NCI director Richard D. Klausner, MD, said he "trusts the wisdom and ability of the board," and anticipates that he will use the board's recommendation essentially as the NCI's guideline to physicians and American women on this issue.
He emphasized that the NCAB's discussion was not a reaction to the preliminary report of the recent NIH Consensus Conference panel, which found
insufficient scientific evidence to recommend periodic mammograms for this age group, but rather was planned nearly a year before as part of an orderly process by NCI to assess the mammography issue, a process that included the Consensus Conference. "The NCAB is our only advisory body, not the consensus meeting," he added.
NCAB members Robert W. Day, MD, PhD, president of the Fred Hutchinson Cancer Research Center, Seattle, and Frederick P. Li, MD, of the Dana-Farber Cancer Institute, Boston, will co-chair the working group.
NCAB chair Barbara K. Rimer, DrPH, of Duke University Medical Center, charged the working group with the following mission:
- To construct a message that women in their 40s can use in conjunction with their physicians to decide whether they should undergo mammography.
- To suggest ways to best communicate this information to both patients and physicians.
- To devise ways the board can better monitor the changes in data accumulated by the seven ongoing studies looking at the effectiveness of mammography in women ages 40 to 49.
"We are focusing as much on what NCI's next step needs to be as on trying to come to a statement of scientific evidence," Dr. Rimer said. "We are going to look for ways to help women and their providers to make decisions."
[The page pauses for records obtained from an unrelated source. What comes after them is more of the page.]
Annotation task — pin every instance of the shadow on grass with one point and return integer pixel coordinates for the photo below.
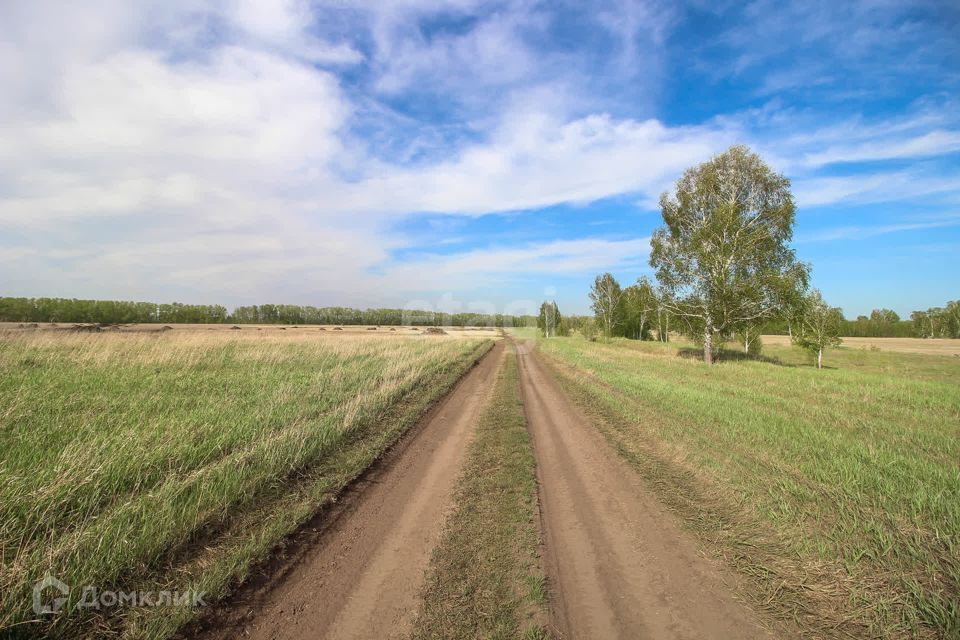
(731, 355)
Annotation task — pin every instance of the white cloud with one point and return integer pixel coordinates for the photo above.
(870, 231)
(215, 150)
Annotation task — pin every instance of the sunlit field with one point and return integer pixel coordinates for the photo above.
(173, 460)
(836, 493)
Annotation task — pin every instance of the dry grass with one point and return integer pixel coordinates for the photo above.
(927, 346)
(173, 459)
(836, 493)
(401, 331)
(485, 579)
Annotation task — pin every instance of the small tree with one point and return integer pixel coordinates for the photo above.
(723, 251)
(605, 299)
(818, 326)
(549, 321)
(639, 304)
(589, 329)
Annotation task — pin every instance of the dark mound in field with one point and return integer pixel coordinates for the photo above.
(95, 327)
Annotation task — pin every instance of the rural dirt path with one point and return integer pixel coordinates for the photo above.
(618, 564)
(362, 575)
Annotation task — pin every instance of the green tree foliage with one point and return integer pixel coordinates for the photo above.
(937, 322)
(549, 321)
(605, 301)
(818, 326)
(638, 309)
(723, 252)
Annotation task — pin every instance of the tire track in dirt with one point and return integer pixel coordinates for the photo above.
(618, 564)
(363, 575)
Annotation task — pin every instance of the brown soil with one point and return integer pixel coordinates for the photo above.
(618, 564)
(358, 568)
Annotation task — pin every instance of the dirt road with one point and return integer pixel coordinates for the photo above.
(619, 566)
(362, 576)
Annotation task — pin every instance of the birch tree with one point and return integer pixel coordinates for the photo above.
(723, 251)
(639, 304)
(818, 326)
(605, 300)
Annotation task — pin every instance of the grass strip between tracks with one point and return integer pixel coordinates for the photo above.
(485, 579)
Several board members and Dr. Klausner emphasized that any statement must include a discussion about the uncertainty of the data on the benefits of mammography screening for women in their 40s.
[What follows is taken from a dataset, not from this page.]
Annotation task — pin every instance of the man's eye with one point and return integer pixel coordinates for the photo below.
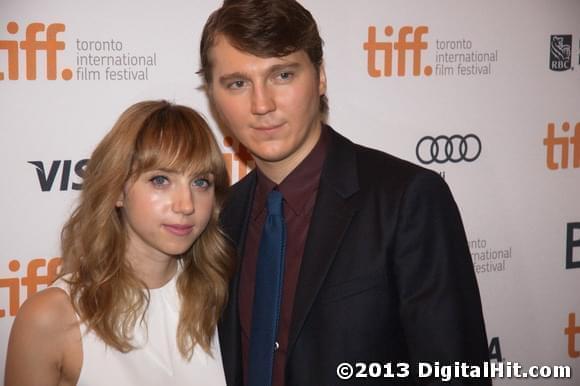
(286, 75)
(201, 183)
(159, 180)
(237, 84)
Earlier, during a radio interview on American University Public Radio, Dr. Klausner denied press reports describing him as being "shocked" by the consensus panel's findings. "I was not shocked at the report," he said. "What I said I was uncomfortable with was not their conclusion but the language of the report, which I thought did not give a balanced tone that would make it easy for women to make the most informed decision."
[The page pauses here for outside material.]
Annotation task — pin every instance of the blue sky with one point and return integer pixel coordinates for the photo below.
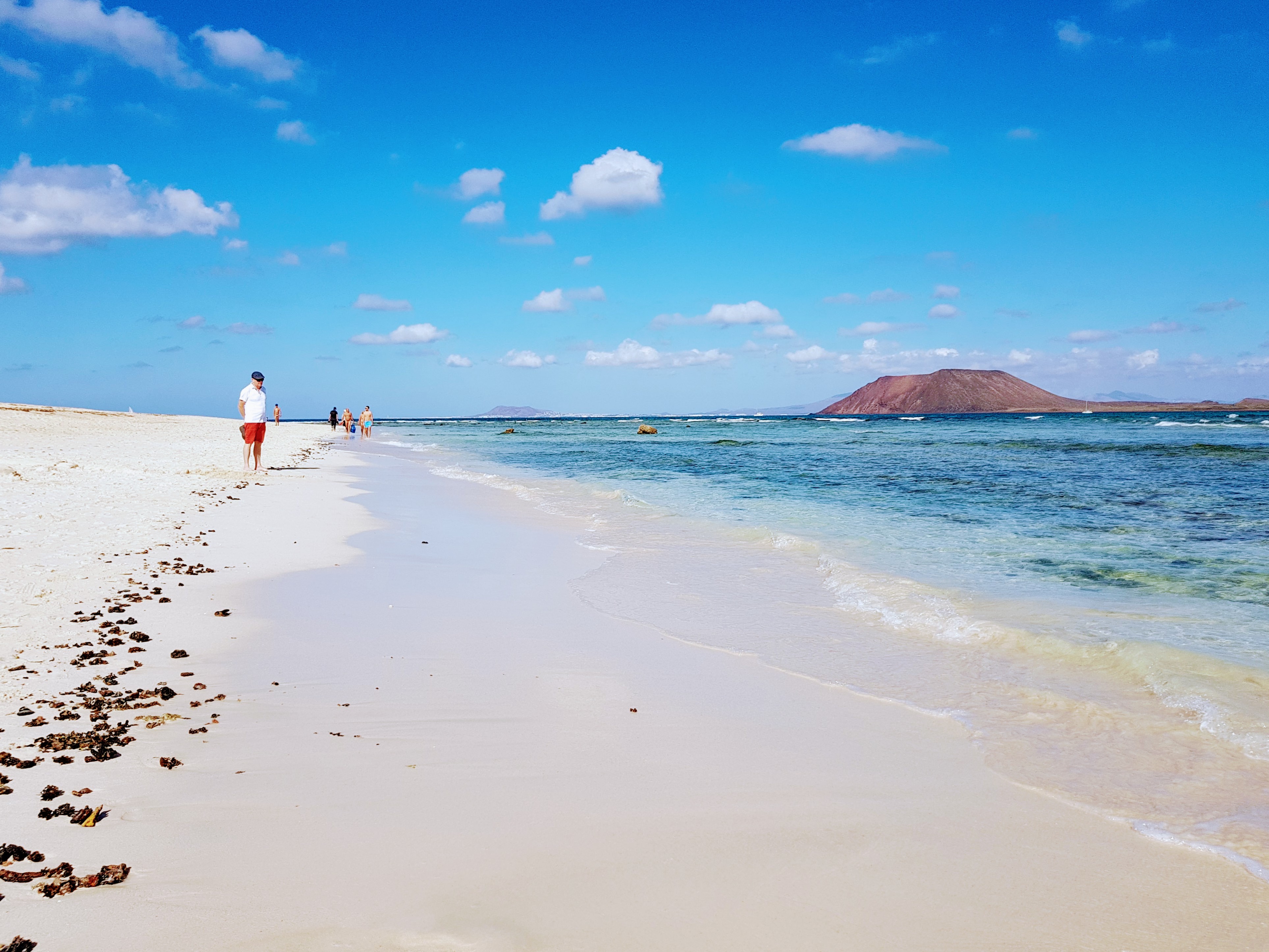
(672, 207)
Dr. Klausner went on to say that he was indeed "shocked" at the emotional level of the participants--the anger and accusations that characterized the debate.
In other news, internal dissension within the consensus panel has emerged, with one member resigning (Jeanne Petrek, MD, a breast surgeon at Memorial Sloan-Kettering Cancer Center) and another (Daniel Sullivan, MD, of the University of Pennsylvania) saying he would not sign the final report unless it better reflects the benefits and risks.
Neither of these "dissenters" suggested that screening mammography should be recommended to all women in their 40s but only that the draft report overstates the risks of mammography while understating possible survival benefits.
As this publication went to press, the American Cancer Society (ACS) was convening a panel to review the relevant data. The ACS currently recommends that women in their 40s be screened every one or two years.
The American College of Radiology (ACR) released a statement reaffirming its strong support for mammography screening for women in their 40s, calling the consensus panel's decision "regrettable and not in the best interest of American women in this age group."
The American Association for Cancer Research (AACR) took a different tack, issuing the following statement: "The AACR does not believe that a single all-inclusive yes or no recommendation for mammography screening was intended to be generated by the Consensus Development Conference, nor would a single recommendation be in the best interest of women who fall into the 40-49 age group."
The AACR criticized the panel, however, for releasing its report prematurely: "It is unacceptable to announce findings and recommendations to the press before appropriate members of the scientific community, health care providers, consumers, and other interested parties have had an opportunity for review and comment."